Similarly forgotten is the importance of the 1975 Helsinki Accords -- specifically the commitment to human rights contained in the final agreement -- in giving rise to important dissident organizations such as Czechoslovakia's Charter 77, to which Havel was a prominent signatory, which played a key role in bringing Czech Communism down. At the time, conservatives condemned the accords, which gave the Soviet Union security guarantees in return for statements in support of human rights, as "appeasement." Sound familiar?
This disregard for history is in keeping with conservatives' current disregard for the consequences that American grandstanding could have for people on the ground in Iran. The left is certainly not immune to calls to "action" for its own sake, but it's hard not to be stunned by Mike Pence blithely insisting to CNN's Wolf Blitzer, "I don't really care how [U.S. meddling] is seen by the tyrants in Tehran. … The cause of America is freedom." As Iran analyst Mehdi Khalaji noted in a recent Washington Post op-ed, a "velvet revolution" of the sort that took place in Eastern Europe is "[Iranian Supreme Leader] Khamenei's nightmare." Iran's hardliners have obsessively studied the collapse of the Soviet Union and have worked to harden their regime against precisely the sort of influence that American conservatives now imagine they can exercise with a few speeches.
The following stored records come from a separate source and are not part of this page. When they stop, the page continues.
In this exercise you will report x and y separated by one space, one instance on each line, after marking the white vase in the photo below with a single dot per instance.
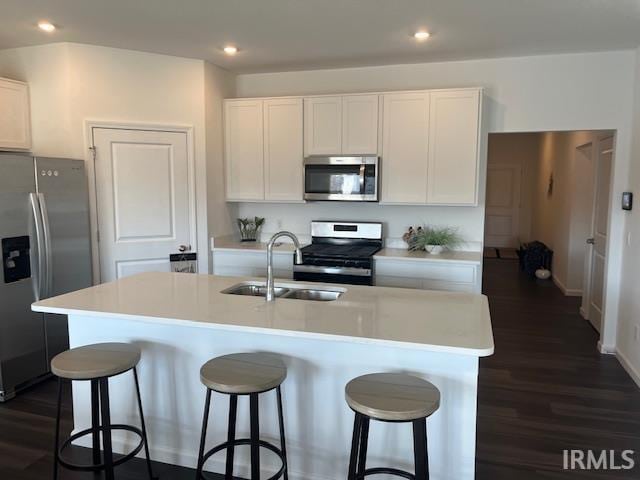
434 249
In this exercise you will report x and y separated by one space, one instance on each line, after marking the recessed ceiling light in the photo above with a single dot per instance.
230 50
46 26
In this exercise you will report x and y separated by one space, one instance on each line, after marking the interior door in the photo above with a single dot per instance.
503 206
144 200
598 242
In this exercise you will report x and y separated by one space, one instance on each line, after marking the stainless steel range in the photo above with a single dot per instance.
340 252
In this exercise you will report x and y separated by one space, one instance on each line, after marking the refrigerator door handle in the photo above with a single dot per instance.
37 219
47 243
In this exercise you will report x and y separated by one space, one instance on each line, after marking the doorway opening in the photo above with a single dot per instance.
552 190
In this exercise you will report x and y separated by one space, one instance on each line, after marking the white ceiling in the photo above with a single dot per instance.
279 35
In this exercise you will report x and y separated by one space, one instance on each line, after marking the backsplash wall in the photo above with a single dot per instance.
396 218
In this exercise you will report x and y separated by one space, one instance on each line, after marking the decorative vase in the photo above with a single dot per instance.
543 274
434 249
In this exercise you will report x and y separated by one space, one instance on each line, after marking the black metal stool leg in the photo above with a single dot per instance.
106 429
203 437
420 449
95 422
283 442
364 441
231 436
142 425
255 436
355 443
57 435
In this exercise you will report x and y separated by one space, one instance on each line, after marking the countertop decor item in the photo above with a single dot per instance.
433 239
250 228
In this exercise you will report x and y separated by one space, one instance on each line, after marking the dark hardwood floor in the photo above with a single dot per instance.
545 389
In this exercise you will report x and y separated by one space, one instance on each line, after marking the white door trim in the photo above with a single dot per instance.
89 125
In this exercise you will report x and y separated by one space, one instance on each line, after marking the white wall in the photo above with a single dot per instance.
590 91
72 83
523 151
628 346
562 220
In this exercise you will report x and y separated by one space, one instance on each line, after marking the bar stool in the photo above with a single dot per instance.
390 397
96 363
243 374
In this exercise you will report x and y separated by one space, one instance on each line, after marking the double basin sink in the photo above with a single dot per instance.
259 289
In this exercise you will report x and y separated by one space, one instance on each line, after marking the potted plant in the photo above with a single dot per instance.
434 239
249 228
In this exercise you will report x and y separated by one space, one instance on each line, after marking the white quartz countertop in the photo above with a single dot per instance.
448 322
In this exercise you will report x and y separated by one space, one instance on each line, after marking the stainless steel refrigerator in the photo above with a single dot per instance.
46 251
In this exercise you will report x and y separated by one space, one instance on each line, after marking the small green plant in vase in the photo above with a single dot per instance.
434 239
249 228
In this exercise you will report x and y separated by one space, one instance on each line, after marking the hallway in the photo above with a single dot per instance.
546 388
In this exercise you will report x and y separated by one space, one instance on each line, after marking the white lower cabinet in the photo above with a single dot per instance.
422 274
242 263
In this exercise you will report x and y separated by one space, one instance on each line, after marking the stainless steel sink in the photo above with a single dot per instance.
253 290
313 294
258 289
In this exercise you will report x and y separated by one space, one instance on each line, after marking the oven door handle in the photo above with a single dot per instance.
356 272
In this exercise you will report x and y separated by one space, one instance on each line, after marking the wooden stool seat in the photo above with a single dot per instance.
393 397
243 373
95 361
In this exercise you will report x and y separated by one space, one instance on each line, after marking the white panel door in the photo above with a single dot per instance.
598 241
405 147
144 203
453 147
503 206
15 119
322 126
244 149
360 124
283 155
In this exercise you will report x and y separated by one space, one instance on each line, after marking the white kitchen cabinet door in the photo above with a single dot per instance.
283 154
453 147
405 147
322 125
15 118
244 154
360 124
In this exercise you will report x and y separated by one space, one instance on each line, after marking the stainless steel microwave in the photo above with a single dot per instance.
341 178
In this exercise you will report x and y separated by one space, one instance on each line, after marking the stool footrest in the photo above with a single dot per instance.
246 441
100 466
386 471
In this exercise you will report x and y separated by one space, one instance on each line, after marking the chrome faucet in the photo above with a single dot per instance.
271 294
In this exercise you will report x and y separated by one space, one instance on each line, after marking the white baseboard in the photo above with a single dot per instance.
567 292
606 349
626 364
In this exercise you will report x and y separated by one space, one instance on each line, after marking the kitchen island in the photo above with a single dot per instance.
182 320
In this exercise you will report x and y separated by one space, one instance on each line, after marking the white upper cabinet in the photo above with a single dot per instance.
244 144
453 147
283 157
15 119
322 126
405 147
360 124
345 125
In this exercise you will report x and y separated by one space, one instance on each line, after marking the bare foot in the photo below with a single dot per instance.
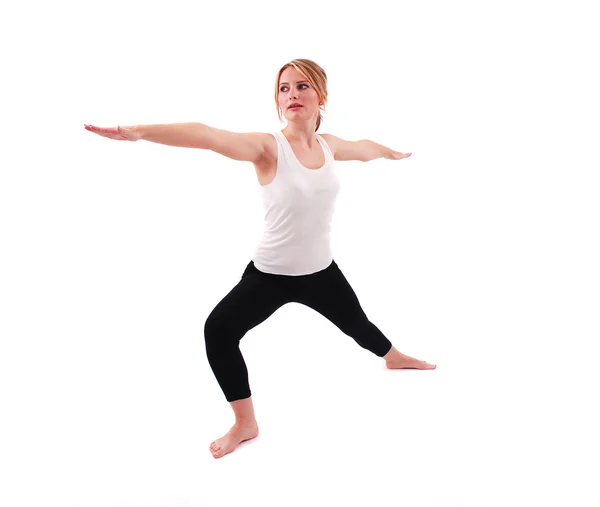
397 360
232 439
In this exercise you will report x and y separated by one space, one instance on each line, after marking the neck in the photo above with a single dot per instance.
304 134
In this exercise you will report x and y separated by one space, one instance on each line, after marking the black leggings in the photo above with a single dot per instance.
258 295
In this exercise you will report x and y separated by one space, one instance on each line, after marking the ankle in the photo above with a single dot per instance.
392 354
244 422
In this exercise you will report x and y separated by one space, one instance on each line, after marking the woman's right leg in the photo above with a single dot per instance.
250 302
256 297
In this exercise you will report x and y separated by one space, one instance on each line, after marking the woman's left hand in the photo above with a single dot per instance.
396 155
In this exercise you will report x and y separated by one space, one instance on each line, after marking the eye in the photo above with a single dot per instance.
301 84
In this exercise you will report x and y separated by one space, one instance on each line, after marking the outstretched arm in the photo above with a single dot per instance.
370 150
363 150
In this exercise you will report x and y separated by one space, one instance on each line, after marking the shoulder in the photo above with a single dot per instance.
331 141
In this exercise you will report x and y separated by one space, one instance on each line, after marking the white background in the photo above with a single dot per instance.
478 253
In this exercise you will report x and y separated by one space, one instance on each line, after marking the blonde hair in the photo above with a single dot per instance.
314 74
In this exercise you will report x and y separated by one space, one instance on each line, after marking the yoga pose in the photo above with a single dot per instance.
293 262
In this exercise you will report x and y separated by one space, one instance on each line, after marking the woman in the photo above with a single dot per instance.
293 262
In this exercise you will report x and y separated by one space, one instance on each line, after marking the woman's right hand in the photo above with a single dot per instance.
119 133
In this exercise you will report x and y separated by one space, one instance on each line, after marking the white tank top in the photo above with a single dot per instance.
298 207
Fortunately, President Obama seems to be aware of this and has skillfully walked a line in his statements, supporting the human and political rights of the demonstrators while not endorsing any particular electoral outcome. He understands, as his detractors do not, that knowing when not to act is as strategically important as knowing when to do so and that the most productive thing the United States can do for Iranian human rights and democracy at the moment is to keep itself, to the extent possible, out of the equation.